I know that either the surface area of a sphere, or the Area of the spherical metallic ball comes into play but i do not know which one? i know that electrons will go to the surface of the ball or protons will go to the surface of a ball, and that the conductor internally has an electric field of 0 N/C.

I also know that the density of the iron ball comes into play but have failed at connecting density with charge or even if there is a connection.

I know that it will be a fraction of two things over one another since it is asking for a comparison.

I know that 48nC is 3E11 electrons.

i attempted to solve for E as a vector but got an answer that is way off by more than double.

Q = Ne (6.02E23)(55.845)(1.6E-19) = 5.38E6

I then treated the ball and some other point source as a capacitor using the area of the surface of the sphere, plugging and chugging from this point on but got an incorrect number.

i dont know how to start or tackle this problem :(

ideasrule

You just need to find out how many electrons there are in total. So how heavy is a 2.0 mm iron ball? How many atoms does it contain? How many electrons are there per atom?

glpg80

ok, so mass and volume relate to density. i need to find the volume of a 2mm iron ball.

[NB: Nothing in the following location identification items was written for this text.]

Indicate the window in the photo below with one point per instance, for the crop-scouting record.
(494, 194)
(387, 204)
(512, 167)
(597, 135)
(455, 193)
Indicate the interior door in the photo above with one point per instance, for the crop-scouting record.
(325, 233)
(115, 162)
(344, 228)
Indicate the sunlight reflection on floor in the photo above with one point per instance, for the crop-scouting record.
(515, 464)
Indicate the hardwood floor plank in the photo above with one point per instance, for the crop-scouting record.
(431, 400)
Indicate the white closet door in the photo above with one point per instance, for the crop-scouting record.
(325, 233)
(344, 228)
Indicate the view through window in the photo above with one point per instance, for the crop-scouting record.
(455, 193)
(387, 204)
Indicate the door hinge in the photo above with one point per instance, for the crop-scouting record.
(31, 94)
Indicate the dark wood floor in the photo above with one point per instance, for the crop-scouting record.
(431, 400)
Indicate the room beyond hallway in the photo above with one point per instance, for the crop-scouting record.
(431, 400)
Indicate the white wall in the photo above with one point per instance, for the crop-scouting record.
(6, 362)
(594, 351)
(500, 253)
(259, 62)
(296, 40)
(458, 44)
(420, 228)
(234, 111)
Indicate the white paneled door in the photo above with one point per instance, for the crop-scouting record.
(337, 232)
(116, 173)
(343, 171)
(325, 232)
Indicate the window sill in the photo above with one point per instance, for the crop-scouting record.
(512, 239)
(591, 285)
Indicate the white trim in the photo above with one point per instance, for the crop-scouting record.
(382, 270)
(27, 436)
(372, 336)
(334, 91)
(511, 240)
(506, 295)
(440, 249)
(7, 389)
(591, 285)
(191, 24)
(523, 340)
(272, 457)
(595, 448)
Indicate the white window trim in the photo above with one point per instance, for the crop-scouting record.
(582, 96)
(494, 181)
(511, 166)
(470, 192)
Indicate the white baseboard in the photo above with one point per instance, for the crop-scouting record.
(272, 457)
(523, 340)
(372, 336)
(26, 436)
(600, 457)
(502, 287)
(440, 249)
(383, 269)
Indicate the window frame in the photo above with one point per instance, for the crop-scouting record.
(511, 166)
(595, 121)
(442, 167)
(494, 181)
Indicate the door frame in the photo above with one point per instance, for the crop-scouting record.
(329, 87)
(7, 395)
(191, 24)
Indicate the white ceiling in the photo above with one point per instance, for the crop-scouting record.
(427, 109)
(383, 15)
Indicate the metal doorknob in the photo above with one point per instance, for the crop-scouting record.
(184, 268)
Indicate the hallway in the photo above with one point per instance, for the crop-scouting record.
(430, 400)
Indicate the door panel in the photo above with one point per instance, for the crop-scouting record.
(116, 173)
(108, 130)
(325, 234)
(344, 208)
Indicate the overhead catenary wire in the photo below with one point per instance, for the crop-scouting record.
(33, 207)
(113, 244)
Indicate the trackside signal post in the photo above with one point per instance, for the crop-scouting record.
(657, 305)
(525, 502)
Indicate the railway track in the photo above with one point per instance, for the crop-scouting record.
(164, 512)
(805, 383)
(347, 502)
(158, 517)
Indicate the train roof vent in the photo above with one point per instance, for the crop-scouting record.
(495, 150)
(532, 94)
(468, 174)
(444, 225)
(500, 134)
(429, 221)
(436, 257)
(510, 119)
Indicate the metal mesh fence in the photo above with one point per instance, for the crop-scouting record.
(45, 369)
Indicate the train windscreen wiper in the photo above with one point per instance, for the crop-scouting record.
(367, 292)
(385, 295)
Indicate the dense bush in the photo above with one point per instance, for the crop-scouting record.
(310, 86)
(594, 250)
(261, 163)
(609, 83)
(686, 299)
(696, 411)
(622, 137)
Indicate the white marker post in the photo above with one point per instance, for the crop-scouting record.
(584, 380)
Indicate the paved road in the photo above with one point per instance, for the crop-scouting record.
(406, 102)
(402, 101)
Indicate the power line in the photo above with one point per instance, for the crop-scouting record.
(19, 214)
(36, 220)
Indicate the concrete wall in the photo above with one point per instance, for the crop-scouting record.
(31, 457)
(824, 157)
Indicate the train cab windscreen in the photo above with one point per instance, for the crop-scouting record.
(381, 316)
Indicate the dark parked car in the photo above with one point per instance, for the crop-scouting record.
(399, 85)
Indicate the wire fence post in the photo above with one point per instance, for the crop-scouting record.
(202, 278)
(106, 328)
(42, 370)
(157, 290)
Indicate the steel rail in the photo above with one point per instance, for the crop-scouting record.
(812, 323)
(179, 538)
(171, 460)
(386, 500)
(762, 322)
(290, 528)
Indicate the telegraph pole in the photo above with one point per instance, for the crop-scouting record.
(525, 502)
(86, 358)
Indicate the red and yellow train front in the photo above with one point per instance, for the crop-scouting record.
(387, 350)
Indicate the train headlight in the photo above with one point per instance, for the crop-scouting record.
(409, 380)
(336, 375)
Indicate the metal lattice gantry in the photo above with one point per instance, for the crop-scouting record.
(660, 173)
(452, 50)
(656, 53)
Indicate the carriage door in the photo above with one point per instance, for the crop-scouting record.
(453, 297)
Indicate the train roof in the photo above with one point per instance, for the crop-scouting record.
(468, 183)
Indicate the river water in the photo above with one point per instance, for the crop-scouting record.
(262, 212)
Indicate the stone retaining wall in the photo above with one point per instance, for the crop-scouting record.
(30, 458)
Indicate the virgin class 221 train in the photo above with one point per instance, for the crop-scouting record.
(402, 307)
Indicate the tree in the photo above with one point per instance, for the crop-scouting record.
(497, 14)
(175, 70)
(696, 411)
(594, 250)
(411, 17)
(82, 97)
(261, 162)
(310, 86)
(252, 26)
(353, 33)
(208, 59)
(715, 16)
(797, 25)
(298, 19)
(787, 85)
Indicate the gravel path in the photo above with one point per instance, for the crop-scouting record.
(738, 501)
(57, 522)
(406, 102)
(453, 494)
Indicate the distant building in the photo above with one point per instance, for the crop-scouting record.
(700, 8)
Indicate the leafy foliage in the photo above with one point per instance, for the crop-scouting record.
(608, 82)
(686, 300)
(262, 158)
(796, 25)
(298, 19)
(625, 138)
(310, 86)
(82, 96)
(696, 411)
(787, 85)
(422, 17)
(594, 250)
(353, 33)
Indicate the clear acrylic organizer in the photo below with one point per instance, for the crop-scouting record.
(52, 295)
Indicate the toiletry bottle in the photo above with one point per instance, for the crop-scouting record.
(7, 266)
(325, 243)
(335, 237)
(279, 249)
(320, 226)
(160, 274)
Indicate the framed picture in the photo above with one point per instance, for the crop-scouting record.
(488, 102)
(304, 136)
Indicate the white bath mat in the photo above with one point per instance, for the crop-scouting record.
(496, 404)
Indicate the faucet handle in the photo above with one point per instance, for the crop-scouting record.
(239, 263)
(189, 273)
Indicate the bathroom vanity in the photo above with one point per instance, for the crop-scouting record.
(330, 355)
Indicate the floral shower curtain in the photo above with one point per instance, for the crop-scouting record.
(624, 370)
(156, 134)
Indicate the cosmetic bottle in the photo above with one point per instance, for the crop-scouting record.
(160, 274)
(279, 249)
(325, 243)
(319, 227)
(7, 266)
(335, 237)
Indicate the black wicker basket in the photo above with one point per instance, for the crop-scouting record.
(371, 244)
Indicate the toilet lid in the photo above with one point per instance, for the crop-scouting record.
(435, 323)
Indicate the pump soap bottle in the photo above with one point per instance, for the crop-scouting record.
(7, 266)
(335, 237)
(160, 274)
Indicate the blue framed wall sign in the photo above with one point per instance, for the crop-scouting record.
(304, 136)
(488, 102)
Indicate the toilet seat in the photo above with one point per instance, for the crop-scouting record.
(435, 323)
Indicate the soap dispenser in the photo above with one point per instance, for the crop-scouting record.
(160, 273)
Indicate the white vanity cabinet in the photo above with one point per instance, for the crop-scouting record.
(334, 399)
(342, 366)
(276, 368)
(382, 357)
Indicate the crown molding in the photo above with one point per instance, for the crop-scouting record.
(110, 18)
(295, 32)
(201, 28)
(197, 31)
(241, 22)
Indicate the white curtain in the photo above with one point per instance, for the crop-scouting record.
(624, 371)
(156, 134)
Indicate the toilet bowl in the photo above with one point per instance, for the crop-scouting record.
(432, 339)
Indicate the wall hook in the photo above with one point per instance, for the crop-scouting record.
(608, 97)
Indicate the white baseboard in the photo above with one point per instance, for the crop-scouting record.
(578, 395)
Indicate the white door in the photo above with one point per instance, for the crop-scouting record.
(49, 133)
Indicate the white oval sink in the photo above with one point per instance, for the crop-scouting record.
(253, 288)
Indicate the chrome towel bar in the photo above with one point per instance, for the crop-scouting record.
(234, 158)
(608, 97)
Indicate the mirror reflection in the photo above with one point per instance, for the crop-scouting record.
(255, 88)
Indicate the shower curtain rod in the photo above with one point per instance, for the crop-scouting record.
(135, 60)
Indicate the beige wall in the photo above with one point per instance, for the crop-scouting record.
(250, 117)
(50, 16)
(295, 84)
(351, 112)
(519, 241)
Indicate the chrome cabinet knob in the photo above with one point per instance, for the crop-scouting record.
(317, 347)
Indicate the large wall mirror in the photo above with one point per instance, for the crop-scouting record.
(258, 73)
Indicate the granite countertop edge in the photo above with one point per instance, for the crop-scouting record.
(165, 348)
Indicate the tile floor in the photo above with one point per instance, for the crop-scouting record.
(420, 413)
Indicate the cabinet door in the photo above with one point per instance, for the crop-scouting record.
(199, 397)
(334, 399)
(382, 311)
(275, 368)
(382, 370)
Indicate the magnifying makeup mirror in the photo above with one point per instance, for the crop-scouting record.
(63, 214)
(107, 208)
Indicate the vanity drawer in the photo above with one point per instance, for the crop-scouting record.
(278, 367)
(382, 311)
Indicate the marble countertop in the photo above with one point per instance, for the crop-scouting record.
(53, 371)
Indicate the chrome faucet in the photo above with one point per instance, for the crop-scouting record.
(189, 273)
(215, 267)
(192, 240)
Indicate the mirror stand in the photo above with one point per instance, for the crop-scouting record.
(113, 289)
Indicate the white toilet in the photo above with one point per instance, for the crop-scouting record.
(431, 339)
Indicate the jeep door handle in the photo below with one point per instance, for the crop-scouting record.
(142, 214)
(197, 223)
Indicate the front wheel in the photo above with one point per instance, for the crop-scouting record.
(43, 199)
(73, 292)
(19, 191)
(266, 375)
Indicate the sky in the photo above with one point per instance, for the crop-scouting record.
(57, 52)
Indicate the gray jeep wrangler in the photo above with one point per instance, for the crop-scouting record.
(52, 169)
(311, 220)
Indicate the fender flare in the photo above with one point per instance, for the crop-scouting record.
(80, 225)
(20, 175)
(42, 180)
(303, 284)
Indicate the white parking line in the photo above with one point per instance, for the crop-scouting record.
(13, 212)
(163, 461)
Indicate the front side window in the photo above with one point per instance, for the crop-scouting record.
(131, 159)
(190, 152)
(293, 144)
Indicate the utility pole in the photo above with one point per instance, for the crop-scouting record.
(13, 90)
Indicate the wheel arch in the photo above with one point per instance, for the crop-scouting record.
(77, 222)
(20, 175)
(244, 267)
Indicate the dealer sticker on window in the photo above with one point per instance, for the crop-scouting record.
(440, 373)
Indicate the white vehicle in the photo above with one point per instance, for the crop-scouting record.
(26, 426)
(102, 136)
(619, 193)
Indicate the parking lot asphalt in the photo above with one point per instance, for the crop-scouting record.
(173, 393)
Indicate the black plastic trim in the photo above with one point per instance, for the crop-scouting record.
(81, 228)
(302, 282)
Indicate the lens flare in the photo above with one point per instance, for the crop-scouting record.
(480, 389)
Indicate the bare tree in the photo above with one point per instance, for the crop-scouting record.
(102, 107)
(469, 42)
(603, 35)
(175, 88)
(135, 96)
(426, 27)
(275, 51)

V = (4/3)(pi)((0.001m)^3) = 4.19E-9

(7870kg/m^3)(4.19E-9m^3), meters cancel and 3.2976E-5kg = mass

how many atoms does it contain?

(3.2976E-5 kg)/(0.055845 kg/mol) = 1.84E-6 mol

(1.84E-6 mol)(6.022E23 atoms/mol) = 1.11E18 atoms

ideasrule

It would be, except you divided 3.2976E-5 kg by 55.845, which is in g/mol.

glpg80

ok, fixed the improper units conversion, kg cancels and mol becomes the correct unit which is then used to calculate the number of atoms, which is 1.11E18

glpg80

Iron has:

29 electrons
29 protons
30 neutrons

the iron ball was charged to +48E-9 C

(+48E-9)/(-1.6E-19) = -3E11 Number of Electrons from the Electrical Charge

To account for the Electrons in an atom of iron; (1.11E18 atoms)(29 Electrons per atom) = 3.219E19 Electrons total

present it as a fraction= (-3E11)/(3.219E19) = -9.32E-9; no units.

(web assign claims the correct answer for Iron is 3.24E-11 with no units. Web Assign changes the metals and the Densities each time a new browser is opened and it is now getting late - i will have to do this over with another example)

i still need help in solving this please. i do not know where i am messing up. i am stuck :(